Un rato después, empezó a sentirse somnolienta. Pensó en volver a casa, pero en cuanto intentó levantarse de la cama, todo a su alrededor se volvió blanco.
«¿Así que mientras yo estaba fuera, te burlabas de mi amor aquí?». La fría voz de Ian sacó a Ava de su flashback. Lo miró en el espejo, sorprendida.
Vio decepción en sus ojos, así como algo que no quería reconocer: odio. Inmediatamente se dio la vuelta para mirarlo.
—I-Ian…
—¿Ian qué? ¿Ian es un tonto? ¡Sí, lo has convertido en un tonto!
Le gritó, haciéndola retroceder.
Ella negó con la cabeza, tratando de hablar. —Ian, escúchame. No sé…
No la dejó terminar. La agarró por el cuello y la empujó contra el espejo.

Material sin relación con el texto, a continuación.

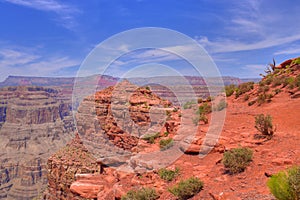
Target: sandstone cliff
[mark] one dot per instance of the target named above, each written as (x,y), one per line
(35,123)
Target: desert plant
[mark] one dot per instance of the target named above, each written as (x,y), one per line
(297,81)
(246,97)
(189,104)
(263,89)
(285,185)
(243,88)
(187,189)
(264,125)
(296,61)
(204,109)
(250,103)
(236,160)
(150,138)
(277,81)
(262,98)
(201,117)
(168,175)
(277,91)
(229,89)
(288,81)
(221,105)
(141,194)
(165,143)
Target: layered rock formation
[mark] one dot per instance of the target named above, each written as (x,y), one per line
(112,121)
(35,122)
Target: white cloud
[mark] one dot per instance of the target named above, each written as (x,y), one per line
(254,69)
(288,51)
(26,62)
(65,12)
(230,45)
(254,25)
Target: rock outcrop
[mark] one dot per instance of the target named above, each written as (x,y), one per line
(35,123)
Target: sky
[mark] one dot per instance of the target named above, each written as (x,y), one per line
(54,37)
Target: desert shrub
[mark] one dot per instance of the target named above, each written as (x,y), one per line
(201,117)
(229,90)
(285,185)
(297,81)
(261,83)
(243,88)
(141,194)
(250,103)
(165,143)
(150,138)
(236,160)
(187,189)
(263,89)
(288,81)
(204,109)
(277,91)
(210,98)
(189,104)
(262,98)
(246,97)
(264,124)
(277,81)
(296,61)
(168,175)
(268,80)
(221,105)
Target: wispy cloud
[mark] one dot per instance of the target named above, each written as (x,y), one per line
(66,13)
(230,45)
(252,26)
(288,51)
(26,62)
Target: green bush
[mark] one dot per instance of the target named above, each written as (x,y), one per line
(201,117)
(288,81)
(236,160)
(296,61)
(297,81)
(221,105)
(285,185)
(229,90)
(187,189)
(264,124)
(277,81)
(142,194)
(268,80)
(189,104)
(250,103)
(243,88)
(262,98)
(168,175)
(165,143)
(204,109)
(277,91)
(246,97)
(150,138)
(263,89)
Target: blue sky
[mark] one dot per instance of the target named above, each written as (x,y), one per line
(52,37)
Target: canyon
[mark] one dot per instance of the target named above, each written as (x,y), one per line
(110,151)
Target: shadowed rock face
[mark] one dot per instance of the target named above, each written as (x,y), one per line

—¿Qué vas a fingir ahora? ¿Que no hiciste nada? —Una chispa de ira apareció en sus ojos. Su expresión se volvió más feroz.
Ava estaba aterrorizada.
Intentó apartar su mano de su cuello, pero su mirada se posó en los chupetones, lo que avivó aún más su ira. Apretó más fuerte.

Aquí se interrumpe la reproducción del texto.